# mixup - Beyond Empirical Risk Minimization

## Introduction

• The paper proposes a simple and dataset-agnostic data augmentation mechanism called mixup.

• Consider two training examples, $(x_1, y_1)$ and $(y_1, y_2)$, where $x_1$ and $x_2$ are the datapoints and $y_1$ and $y_2$ are the labels.

• New training examples of the form $(\lambda \times x_1 + (1-\lambda) \times x_2, \lambda \times y_1 + (1-\lambda) \times y_2)$ are constructured by considering the linear interpolation of the datapoints and the labels. Here $\lambda \in [0, 1]$.

• $\lambda$ is sampled from a Beta distribution $Beta(\alpha, \alpha)$ where $\alpha \in (0, \infty)$.
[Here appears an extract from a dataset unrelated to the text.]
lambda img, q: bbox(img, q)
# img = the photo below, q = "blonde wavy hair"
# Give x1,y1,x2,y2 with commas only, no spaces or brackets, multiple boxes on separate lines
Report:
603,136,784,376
• Setting $\lambda$ to 0 or 1 eliminates the effect of mixup.

• Mixup encourages the neural network to favor linear behavior between the training examples.

## Experiments

• Supervised Learning

• ImageNet for ResNet-50, ResNet-101 and ResNext-101.

• CIFAR10/CIFAR100 for PreAct ResNet-18, WideResNet-28-10 and DenseNet.

• Google command dataset for LeNet and VGG.

• In all these setups, adding mixup improves the performance of the model.

• Mixup makes the model more robust to noisy labels. Moreover, mixup + dropout improves over mixup alone. This hints that mixup’s benefits are complementary to those of dropout.

• Mixup makes the network more robust to adversarial examples in both white-box and black-box settings (ImageNet + Resnet101).

• Mixup also stabilizes the training of GANs by acting as a regularizer for the gradient of the discriminator.

## Observations

• Convex combination of three or more examples (with weights sampled from a Dirichlet distribution) does not provide gains over the case of two examples.

• In the authors’ implementation, mixup is applied between images of the same batch (after shuffling).

• Interpolating only between inputs, with the same labels, did not lead to the same kind of gains as mixup.